The CJEU concluded that these arguments, used in the context of the private copying exception, were fully transposable to the reprography exception.
4. Combined remuneration system: “Does the Information Society Directive preclude national legislation which combines, in order to finance the fair compensation granted to rightholders, two forms of remuneration, namely, first, lump-sum remuneration paid prior to the reproduction operation by the manufacturer, importer or intra-Community acquirer of devices enabling protected works to be copied, at the time when such devices are put into circulation on national territory, the amount of which is calculated solely by reference to the speed at which such devices are capable of producing copies, and, second, proportional remuneration, recovered after the reproduction operation, determined solely by means of a unit price multiplied by the number of copies produced, which also varies depending on whether or not the person liable for payment has cooperated in the recovery of that payment, which, in principle, is to be made by natural or legal persons who make copies of works?”
YES. The CJEU ruled that the Information Society Directive precludes combined remuneration systems in the form existing in Belgium.
That is, a system which combines both:
- a lump-sum remuneration, paid prior to the reproduction operation by the manufacturer, importer or intra-Community acquirer of devices; and
- a proportional remuneration, paid after that reproduction operation and determined solely by means of a unit price multiplied by the number of copies produced, payable by the person(s) who make those copies.

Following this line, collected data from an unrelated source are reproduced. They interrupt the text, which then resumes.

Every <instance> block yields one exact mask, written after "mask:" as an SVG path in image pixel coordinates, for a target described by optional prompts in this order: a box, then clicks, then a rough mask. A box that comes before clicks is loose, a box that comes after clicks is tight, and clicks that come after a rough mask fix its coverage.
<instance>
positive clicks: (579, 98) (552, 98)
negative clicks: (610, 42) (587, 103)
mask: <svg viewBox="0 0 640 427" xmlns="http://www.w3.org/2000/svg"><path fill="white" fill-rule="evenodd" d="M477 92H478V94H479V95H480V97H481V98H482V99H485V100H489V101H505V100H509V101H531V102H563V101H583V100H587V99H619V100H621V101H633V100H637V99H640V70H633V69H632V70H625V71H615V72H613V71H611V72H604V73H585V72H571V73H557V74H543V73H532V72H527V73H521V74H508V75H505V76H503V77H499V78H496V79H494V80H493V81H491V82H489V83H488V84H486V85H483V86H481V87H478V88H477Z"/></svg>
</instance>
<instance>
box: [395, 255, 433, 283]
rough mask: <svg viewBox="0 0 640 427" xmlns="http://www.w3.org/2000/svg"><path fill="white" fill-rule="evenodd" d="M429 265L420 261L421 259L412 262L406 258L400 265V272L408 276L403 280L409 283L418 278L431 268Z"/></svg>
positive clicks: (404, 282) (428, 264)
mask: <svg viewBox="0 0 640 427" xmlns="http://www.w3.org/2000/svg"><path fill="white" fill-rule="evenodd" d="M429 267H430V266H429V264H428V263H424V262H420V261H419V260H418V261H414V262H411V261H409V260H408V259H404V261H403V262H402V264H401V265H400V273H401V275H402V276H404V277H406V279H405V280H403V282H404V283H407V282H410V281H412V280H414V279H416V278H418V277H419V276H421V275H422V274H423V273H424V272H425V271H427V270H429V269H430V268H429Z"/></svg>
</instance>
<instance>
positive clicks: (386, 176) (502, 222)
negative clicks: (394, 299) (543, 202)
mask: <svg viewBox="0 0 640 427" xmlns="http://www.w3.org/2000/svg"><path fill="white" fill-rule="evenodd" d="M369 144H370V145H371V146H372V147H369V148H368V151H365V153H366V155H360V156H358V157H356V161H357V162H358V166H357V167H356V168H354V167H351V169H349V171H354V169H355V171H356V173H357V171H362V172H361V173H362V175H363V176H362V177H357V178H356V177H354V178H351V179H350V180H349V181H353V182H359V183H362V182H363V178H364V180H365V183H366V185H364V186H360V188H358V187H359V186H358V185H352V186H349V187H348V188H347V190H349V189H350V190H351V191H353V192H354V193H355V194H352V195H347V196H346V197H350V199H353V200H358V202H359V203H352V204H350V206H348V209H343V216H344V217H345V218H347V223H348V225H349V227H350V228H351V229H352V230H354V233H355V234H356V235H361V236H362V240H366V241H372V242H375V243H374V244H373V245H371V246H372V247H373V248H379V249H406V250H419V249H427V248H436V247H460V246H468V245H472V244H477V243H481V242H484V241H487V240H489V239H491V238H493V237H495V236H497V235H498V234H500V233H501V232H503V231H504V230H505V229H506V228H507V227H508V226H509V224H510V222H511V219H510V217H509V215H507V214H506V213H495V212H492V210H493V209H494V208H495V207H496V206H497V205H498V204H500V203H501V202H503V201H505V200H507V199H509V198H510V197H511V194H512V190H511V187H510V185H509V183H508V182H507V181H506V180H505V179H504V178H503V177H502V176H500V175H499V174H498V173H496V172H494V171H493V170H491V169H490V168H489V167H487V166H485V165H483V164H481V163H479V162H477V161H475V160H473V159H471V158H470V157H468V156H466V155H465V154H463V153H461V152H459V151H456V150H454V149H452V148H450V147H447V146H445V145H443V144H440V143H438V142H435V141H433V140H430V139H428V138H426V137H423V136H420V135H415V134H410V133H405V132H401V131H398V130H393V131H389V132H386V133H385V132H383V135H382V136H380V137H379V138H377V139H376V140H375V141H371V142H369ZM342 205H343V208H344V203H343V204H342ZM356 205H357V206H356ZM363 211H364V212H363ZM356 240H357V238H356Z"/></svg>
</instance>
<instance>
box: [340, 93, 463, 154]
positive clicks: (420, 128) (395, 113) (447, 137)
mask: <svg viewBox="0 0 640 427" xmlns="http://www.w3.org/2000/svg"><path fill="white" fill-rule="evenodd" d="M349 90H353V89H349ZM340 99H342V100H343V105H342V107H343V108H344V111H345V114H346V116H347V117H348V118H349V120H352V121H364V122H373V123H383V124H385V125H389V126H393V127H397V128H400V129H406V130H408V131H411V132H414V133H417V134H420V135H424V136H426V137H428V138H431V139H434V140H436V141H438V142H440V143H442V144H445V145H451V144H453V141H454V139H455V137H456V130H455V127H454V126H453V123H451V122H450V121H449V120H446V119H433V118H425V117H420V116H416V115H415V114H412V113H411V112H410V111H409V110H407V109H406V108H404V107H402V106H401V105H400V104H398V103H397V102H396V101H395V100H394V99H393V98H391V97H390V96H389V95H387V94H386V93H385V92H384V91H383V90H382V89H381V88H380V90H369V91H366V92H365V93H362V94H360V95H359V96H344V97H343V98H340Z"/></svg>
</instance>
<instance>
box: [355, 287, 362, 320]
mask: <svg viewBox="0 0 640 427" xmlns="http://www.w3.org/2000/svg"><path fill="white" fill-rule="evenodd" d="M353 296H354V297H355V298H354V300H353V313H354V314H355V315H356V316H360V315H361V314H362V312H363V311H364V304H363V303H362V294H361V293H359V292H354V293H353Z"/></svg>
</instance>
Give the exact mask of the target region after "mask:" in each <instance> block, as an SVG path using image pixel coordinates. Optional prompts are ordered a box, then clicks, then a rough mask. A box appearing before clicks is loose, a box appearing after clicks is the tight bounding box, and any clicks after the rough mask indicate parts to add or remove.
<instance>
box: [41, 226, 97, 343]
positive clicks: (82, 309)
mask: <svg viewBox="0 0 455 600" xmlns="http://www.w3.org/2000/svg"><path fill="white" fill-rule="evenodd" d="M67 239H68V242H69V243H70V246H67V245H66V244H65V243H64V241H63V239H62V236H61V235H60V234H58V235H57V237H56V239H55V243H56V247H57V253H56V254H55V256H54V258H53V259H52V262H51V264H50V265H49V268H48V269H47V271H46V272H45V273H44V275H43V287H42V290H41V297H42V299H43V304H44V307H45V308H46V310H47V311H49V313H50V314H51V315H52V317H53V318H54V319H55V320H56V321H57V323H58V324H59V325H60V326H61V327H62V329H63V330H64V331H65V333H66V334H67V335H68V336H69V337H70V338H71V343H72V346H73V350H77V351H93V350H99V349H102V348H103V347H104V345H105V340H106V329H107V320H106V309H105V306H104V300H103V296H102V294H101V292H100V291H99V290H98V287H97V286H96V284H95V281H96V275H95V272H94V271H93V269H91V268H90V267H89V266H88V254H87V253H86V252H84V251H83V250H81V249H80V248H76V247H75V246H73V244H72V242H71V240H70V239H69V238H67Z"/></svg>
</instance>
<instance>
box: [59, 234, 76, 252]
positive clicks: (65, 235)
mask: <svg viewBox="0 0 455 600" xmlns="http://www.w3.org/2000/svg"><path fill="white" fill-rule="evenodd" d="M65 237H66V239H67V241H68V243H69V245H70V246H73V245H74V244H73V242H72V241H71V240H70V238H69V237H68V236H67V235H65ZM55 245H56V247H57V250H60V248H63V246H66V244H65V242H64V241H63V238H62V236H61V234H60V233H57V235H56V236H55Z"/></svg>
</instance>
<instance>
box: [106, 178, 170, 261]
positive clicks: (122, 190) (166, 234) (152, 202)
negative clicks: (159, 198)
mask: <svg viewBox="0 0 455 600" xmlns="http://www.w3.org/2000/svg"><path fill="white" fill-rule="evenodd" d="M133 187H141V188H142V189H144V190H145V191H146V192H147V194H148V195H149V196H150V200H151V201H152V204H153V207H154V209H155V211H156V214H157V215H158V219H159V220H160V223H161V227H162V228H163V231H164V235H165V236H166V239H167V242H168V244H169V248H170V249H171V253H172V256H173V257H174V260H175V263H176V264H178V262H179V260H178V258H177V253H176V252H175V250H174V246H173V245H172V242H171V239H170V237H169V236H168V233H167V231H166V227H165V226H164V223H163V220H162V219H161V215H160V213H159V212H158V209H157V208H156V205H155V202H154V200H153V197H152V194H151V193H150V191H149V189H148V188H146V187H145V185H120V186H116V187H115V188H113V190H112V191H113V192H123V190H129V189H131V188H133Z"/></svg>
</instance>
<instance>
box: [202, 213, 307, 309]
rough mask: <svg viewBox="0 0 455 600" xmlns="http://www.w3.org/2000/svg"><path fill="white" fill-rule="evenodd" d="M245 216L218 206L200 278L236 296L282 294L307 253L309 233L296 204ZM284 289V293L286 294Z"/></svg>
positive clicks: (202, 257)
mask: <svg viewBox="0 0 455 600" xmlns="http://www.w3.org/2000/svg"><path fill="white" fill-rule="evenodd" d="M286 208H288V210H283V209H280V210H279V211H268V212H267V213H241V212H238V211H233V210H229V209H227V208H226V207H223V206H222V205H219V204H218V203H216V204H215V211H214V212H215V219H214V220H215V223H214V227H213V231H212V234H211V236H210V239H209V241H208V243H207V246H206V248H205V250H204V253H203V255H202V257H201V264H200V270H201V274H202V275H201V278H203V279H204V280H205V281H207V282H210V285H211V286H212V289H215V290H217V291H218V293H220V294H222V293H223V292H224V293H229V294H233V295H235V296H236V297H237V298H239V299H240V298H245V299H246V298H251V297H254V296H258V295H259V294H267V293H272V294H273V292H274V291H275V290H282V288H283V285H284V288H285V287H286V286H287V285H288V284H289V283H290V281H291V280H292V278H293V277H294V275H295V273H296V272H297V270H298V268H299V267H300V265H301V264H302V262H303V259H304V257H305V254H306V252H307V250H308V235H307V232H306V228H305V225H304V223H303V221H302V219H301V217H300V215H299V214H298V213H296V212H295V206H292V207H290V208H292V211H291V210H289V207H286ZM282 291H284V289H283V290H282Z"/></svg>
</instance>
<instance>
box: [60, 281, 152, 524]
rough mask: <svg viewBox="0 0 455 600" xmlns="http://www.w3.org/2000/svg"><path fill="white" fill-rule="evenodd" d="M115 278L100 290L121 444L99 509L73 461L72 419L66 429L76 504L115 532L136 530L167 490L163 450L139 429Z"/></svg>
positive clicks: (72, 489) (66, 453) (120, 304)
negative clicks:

The CJEU ruled that such a system is precluded insofar as:
- the lump-sum remuneration paid in advance is calculated solely by reference to the speed at which the device concerned is capable of producing copies;
- the proportional remuneration recovered after the fact varies according to whether or not the person liable for payment has cooperated in the recovery of that remuneration;
- the combined system, taken as a whole, does not include mechanisms, in particular for reimbursement, which allow the complementary application of the criterion of actual harm suffered and the criterion of harm established as a lump sum in respect of different categories of users.
In other words, the Belgian reprography system, in its current form, could lead to overcompensation, without the possibility to obtain a reimbursement.
What are the implications for businesses?
The decision provides guidance as to how Member States must go about setting up a fair compensation system in compliance with EU law. However, it remains to be seen how the Brussels Court of Appeal will capture this in its decision in the proceedings between HP and Reprobel, not to mention what action the Belgian authorities (such as Reprobel and the Belgian government) will take as a result of the CJEU’s ruling.
It would be premature and unwise to cease reprography payments in Belgium altogether. After all, the CJEU confirmed the need for fair compensation for rightholders, but determined that the Belgian reprography system does not live up to European standards. Belgium must re-do its homework and come up with a system that provides fair compensation to rightholders, without double-dipping in the pockets of companies such as HP and end consumers making use of multifunctional devices.
With the issue of fair and equitable compensation proving controversial in several other EU Member States, the legal ramifications of this case will extend well beyond Belgium. Businesses in other Member States with similar systems may wish to take advice on whether this might affect them.